Friday, April 13, 2007

McChurch - Avoiding the Health Care Crisis

(The most visible evidence of poverty in our nation is not in the clothes we wear nor the car we drive…It is in the difference between the care received by those with health care packages and those on government subsidies…

We are asking those who have premier health care packages to vote on universal parity at a time when health care packages have become a symbol of success…It ain’t gonna happen! The cost of spreading health care throughout the population will be to reduce the elitist status of the premier plans, rendering moot the label, “Upper Middle Class.”

As for excluding from taxable income up to $15,000 of company-provided health care costs, that benefit already is not taxable income…Also, medical insurance costs by individuals is deductible…So what is new here?

It would be wise of McChurch, if it wishes to reach people where they are, to convict its congregants of smugness regarding their health plans and begin crusading for universal coverage…

Stan Moody, author of “Crisis in Evangelical Scholarship” and “McChurched: 300 Million Served and Still Hungry.”)

One family-values issue still ignored

By J. Jeff Hays - Evansville Courier & Press, Opinion
Wednesday, April 11, 2007 - Web Link

The No. 1 family-values issue in next year's presidential election will be affordable, accessible and universal health care. The candidate with a workable plan will be the next president.

Steve Early, a Courier & Press Advisory Editorial Board member, in his comments March 23, praises President Bush's meager attempt to address this issue. As Early explains it, Bush would exclude from taxable income up to $15,000 of company-provided health care costs and give a similar $15,000 tax deduction to those who purchase their own insurance.

Is this the best George W. Bush can do after six years? The idea does have some merit. It would eliminate those so-called Cadillac health plans that pay for fancy eyeglasses and hair transplants.

Job-related health insurance started during World War II when wages were frozen.

Businesses sidestepped this by offering fully paid health insurance. The war ended, but job-based insurance stuck. Now is the time to set it free.

Early says Democrats should not offer any grandiose plans to fix our health care dilemma.
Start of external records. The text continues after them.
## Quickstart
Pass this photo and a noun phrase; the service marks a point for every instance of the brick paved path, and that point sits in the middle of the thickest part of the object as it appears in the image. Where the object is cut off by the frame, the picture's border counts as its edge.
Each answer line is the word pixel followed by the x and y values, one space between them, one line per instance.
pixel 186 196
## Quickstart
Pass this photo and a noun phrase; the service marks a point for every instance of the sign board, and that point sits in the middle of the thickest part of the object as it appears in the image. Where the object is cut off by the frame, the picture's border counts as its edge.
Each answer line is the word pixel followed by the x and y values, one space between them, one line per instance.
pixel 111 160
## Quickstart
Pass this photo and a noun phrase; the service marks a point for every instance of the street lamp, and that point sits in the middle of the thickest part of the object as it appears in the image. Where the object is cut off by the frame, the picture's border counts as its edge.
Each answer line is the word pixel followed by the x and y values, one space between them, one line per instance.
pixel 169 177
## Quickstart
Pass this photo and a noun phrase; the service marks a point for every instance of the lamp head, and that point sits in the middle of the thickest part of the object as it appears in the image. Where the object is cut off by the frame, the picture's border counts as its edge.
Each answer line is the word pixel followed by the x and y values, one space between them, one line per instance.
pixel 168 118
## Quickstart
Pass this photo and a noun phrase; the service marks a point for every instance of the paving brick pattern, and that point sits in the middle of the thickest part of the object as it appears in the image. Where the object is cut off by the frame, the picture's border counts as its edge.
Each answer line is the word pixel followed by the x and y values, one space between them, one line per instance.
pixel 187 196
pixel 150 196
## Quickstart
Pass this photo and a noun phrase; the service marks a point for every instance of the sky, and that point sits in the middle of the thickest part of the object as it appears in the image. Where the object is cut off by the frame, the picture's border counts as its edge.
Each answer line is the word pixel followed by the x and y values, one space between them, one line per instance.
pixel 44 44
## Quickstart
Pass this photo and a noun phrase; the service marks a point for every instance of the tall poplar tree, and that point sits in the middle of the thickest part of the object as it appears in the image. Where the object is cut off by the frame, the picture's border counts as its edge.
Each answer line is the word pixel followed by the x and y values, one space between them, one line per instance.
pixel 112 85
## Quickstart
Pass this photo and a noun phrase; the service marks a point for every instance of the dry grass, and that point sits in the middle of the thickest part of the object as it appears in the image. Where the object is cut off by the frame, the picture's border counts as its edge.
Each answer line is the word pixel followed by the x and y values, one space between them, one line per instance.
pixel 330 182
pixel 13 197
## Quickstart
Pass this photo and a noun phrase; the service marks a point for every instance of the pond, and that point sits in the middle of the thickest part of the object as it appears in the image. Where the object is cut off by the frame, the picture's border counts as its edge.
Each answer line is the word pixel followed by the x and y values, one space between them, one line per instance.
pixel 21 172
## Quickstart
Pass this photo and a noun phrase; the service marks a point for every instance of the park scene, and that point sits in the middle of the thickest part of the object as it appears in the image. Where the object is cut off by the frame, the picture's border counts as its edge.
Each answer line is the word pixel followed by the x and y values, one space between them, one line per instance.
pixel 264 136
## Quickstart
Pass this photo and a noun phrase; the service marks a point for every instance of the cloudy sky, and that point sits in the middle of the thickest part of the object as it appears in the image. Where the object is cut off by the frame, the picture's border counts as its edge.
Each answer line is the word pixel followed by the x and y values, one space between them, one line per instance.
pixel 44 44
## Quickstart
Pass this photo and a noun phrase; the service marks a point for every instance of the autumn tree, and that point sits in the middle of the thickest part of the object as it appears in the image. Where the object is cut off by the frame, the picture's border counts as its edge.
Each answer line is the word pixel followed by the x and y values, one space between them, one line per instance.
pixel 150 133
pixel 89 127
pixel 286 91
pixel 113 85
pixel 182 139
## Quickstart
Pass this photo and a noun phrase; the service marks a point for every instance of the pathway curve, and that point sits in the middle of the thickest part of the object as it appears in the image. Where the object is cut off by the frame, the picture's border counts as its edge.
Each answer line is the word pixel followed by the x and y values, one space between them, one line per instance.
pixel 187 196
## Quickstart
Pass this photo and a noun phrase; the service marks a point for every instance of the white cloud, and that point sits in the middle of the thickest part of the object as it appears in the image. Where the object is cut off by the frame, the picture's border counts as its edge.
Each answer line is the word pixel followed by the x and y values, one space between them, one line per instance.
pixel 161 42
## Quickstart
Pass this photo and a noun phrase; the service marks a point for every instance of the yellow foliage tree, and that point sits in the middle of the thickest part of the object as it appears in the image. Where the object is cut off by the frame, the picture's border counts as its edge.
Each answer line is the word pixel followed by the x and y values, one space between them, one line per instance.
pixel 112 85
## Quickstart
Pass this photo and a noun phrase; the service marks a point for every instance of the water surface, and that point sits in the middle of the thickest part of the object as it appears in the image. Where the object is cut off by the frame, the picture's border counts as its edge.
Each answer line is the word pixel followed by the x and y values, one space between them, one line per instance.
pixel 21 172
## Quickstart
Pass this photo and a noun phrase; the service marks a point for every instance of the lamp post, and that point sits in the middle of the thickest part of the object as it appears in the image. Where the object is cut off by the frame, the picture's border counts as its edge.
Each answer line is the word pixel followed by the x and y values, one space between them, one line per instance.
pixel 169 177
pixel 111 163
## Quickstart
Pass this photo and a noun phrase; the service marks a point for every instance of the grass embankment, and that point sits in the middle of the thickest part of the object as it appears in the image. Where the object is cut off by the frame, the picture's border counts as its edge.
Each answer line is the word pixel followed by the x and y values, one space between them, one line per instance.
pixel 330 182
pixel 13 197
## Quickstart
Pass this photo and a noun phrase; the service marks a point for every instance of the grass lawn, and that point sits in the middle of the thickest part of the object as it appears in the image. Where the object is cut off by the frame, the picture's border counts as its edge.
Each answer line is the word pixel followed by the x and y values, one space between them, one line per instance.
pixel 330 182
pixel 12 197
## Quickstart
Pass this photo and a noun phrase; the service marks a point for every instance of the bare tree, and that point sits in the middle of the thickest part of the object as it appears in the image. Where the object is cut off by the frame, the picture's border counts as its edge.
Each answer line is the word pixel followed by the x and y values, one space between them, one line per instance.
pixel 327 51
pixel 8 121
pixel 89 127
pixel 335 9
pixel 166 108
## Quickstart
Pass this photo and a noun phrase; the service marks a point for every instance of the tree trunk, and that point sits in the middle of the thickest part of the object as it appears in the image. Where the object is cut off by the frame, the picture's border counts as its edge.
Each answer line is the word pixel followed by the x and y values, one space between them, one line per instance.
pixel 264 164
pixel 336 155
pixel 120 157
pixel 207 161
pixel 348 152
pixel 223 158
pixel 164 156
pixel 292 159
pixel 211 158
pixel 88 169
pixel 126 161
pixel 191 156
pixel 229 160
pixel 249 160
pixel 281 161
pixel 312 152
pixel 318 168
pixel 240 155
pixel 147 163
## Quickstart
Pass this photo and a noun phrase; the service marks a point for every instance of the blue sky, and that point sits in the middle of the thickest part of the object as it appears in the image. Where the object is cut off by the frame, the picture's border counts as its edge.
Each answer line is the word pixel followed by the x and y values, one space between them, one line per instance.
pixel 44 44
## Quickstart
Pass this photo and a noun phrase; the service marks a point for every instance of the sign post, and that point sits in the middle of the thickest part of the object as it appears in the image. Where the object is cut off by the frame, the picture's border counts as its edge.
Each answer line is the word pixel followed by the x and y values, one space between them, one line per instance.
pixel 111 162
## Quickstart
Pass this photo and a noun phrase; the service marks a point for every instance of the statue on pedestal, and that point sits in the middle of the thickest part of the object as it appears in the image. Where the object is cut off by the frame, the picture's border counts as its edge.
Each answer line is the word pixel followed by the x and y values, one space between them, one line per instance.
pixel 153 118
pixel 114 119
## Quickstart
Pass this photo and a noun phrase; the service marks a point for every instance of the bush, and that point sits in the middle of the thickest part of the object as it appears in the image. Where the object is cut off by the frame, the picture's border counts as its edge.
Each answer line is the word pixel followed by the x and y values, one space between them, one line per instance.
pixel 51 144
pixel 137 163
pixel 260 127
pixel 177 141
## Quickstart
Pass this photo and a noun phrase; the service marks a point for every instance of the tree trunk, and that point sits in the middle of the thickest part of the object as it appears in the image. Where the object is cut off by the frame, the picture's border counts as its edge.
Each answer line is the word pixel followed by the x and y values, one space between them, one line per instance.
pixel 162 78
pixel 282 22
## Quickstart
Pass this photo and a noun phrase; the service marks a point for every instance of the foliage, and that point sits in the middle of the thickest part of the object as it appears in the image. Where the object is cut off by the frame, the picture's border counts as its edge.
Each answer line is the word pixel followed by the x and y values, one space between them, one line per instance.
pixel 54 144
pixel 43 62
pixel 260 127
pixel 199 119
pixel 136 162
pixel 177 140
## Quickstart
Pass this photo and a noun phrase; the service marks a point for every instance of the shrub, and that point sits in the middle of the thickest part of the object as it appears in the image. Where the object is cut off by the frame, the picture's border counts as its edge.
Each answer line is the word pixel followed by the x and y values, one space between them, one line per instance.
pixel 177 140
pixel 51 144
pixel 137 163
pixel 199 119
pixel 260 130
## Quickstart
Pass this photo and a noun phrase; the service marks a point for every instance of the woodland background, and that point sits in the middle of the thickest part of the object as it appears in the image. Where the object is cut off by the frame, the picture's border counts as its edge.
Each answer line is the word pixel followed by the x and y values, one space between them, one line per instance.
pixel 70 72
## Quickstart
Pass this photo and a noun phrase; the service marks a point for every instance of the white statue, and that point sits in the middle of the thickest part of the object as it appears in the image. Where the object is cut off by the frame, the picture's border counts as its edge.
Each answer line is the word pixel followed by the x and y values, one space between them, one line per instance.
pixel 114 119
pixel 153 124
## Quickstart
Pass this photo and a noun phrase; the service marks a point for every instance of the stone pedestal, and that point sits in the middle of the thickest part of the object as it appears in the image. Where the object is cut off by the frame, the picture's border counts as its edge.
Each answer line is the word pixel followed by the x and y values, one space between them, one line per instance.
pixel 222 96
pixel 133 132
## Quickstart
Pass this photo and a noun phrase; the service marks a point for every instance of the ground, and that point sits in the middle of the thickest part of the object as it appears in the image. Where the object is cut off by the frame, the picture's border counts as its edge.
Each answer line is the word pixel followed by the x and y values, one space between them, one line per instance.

He warns that such efforts could lead us into bankruptcy a condition that, he says, the new Democratic majority wants to lead us to.

Our present health care non-plan costs Americans a third more per capita than that of any other industrialized nation. What do we get for all this money? We get higher infant mortality rates, shorter lifespans, and 47 million men women and children with no coverage at all.

Expanding Medicare is a simple, fair and workable solution. It would eliminate insurance profits and administrative costs. An enlarged Medicare would have the muscle to negotiate lower drug prices. Doctors could eliminate at least one or two staff members who spend their time sorting through the fine print of the 1,500 different policies. Most of the fine print tells what they are not going to cover anyway.

Expanded Medicare would not bankrupt America as Early claims, but would give all Americans health care and the same peace of mind enjoyed by citizens in other industrialized nations. Now, that's a family-values issue.